La Commissione Pari Opportunità di Sansepolcro nella giornata contro la violenza sulle donne sceglie il silenzio e la riflessione
La Commissione Pari Opportunità di Sansepolcro nella giornata contro la violenza sulle donne sceglie il silenzio e la riflessione

Quando tutto intorno a noi tace, il cervello inizia a percepire il rumore del silenzio. Che non è assenza di suono, vuoto della percezione, interruttore spento, bensì un elemento fondamentale del nostro sistema uditivo.

Nella giornata internazionale contro la violenza sulle donne, la Commissione Pari Opportunità di Sansepolcro ha deciso, coraggiosamente e in controtendenza, di scegliere il silenzio che non vuole in alcun modo essere assimilato a indifferenza.

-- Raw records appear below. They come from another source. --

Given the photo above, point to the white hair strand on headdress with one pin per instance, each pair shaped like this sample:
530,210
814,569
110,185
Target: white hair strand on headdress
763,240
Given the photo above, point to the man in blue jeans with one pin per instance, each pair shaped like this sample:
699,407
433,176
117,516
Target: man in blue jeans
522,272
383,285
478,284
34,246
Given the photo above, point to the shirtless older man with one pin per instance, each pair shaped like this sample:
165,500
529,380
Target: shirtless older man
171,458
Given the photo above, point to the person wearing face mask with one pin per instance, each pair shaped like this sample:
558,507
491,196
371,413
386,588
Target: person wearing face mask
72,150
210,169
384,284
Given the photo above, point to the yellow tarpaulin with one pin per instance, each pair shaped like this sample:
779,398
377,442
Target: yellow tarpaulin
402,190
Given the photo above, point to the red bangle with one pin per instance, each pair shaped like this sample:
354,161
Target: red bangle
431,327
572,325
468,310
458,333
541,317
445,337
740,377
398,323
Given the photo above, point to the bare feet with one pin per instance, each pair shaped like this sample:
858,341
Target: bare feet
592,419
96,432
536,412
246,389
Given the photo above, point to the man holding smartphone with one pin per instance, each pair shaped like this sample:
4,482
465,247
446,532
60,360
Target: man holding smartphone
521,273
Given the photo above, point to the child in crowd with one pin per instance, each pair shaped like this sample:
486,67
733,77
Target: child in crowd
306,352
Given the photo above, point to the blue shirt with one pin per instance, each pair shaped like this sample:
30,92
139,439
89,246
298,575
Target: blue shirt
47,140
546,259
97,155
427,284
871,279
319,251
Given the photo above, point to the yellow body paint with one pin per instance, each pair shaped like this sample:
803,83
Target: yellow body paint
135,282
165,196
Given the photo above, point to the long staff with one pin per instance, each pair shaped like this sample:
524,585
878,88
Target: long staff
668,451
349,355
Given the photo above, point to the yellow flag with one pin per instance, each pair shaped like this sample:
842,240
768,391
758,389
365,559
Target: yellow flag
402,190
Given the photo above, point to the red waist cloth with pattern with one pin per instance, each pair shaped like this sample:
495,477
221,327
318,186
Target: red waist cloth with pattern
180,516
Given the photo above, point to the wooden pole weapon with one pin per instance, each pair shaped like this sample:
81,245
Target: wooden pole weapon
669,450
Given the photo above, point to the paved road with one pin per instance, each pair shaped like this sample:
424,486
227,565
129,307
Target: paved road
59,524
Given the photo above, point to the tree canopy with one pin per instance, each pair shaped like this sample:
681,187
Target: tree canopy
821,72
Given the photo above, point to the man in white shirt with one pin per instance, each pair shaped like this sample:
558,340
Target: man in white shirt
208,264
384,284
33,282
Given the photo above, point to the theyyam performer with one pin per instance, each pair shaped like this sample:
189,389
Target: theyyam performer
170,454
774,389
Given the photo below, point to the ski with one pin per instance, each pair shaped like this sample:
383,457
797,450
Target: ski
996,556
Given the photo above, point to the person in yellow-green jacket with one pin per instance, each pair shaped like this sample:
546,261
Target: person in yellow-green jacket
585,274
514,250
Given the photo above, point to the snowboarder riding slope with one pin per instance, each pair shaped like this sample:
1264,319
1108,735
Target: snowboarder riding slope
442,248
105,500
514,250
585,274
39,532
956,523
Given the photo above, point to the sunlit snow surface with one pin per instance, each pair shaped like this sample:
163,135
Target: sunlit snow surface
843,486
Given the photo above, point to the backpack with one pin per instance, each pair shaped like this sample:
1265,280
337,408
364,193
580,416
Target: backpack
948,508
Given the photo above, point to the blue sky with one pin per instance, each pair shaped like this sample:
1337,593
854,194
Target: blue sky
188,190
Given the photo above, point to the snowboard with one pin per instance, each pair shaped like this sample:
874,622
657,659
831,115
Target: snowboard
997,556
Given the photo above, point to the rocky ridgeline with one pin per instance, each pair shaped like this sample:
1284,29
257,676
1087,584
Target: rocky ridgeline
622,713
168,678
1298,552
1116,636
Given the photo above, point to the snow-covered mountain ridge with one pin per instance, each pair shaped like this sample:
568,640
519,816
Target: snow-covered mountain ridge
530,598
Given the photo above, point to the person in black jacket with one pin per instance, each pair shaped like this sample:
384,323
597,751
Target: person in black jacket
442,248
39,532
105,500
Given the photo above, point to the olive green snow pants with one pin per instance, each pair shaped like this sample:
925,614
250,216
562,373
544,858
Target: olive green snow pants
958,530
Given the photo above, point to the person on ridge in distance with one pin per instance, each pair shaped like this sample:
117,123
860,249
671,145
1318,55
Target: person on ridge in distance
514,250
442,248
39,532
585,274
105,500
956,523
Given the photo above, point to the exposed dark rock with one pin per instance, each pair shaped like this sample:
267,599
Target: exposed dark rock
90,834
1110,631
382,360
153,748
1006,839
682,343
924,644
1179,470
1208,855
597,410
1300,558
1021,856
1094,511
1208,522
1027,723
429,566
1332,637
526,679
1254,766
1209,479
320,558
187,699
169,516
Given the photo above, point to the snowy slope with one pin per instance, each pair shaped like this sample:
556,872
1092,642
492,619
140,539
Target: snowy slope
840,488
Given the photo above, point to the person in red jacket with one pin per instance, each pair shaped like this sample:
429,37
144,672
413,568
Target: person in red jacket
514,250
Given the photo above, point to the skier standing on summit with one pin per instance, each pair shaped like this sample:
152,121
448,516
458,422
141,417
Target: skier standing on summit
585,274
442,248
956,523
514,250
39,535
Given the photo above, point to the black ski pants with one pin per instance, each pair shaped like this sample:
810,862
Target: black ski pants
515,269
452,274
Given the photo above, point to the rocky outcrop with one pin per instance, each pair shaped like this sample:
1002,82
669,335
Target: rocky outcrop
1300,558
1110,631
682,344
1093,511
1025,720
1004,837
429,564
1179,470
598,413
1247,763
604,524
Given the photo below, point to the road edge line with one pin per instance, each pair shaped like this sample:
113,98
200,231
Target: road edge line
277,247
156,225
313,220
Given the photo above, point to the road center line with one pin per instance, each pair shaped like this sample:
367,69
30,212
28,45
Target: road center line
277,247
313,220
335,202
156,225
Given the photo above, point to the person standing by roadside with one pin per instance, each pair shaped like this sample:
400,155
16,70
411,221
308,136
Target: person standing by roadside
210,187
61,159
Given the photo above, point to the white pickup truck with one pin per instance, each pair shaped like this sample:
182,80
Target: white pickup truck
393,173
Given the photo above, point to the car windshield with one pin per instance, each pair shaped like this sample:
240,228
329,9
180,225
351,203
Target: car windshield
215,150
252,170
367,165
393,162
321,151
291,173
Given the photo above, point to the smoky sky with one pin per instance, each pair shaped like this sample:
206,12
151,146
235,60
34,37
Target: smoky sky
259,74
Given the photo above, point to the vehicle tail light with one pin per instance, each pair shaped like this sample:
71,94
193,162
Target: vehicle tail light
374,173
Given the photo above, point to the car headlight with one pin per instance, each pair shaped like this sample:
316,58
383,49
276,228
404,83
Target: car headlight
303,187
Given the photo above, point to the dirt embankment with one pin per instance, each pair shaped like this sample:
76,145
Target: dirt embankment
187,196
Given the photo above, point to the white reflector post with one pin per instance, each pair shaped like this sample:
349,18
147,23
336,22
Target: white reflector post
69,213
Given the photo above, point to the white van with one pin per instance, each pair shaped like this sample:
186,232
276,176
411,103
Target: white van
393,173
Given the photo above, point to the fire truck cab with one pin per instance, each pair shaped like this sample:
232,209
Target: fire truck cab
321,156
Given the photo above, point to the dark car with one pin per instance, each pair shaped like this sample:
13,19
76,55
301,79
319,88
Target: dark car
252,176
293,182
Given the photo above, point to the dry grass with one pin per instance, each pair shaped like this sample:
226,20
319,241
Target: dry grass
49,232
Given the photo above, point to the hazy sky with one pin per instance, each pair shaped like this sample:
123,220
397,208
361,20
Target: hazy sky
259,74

Molti ci hanno chiesto in questa settimana quali iniziative avremo realizzato in occasione di questa giornata. Tutti, ciascuno a suo modo, informati che non avremo dipinto panchine, esposto scarpe, ballato, cantato o letto poesie hanno chiesto conto del perchè: qualcuno con curiosità, qualcuno con insistenza.

Quando la Commissione nei mesi scorsi, si è riunita per programmare le attività si è interrogata sul senso di un lavoro che è costellato di una serie di iniziative, progetti, dibattiti e discussioni. Un lavoro che è poco percepito o, nel peggiore dei casi, è usato a seconda delle circostanze o delle mode del momento. Questo non ci piace.

La Commissione ha scelto di celebrare il 25 novembre in un modo diverso promuovendo cioè uno studio su quella che è la condizione femminile nella nostra realtà e che presto verrà presentato alla cittadinanza che avrà voglia di riflettere e confrontarsi su un tema così importante. Siamo ben consapevoli del problema della violenza sulle donne e la ripudiamo con forza ed è per questo che abbiamo scelto il silenzio della celebrazione col quale speriamo, fra l'altro, di produrre un assordante rumore.

Ci hanno criticato in tanti per questa scelta; fra le accuse più ricorrenti c'è quella di stravaganza, di aver messo in atto un'azione di sofisticato intellettualismo che pochi comprenderanno perché si deve comunque apparire in qualsivoglia forma per poter esserci.

Non vogliatecene in alcun modo se ancora confidiamo nella capacità di analisi, se crediamo di poter essere comprese nell'asserire che, a volte, ascoltare il silenzio è fondamentale per dare un senso ai suoni.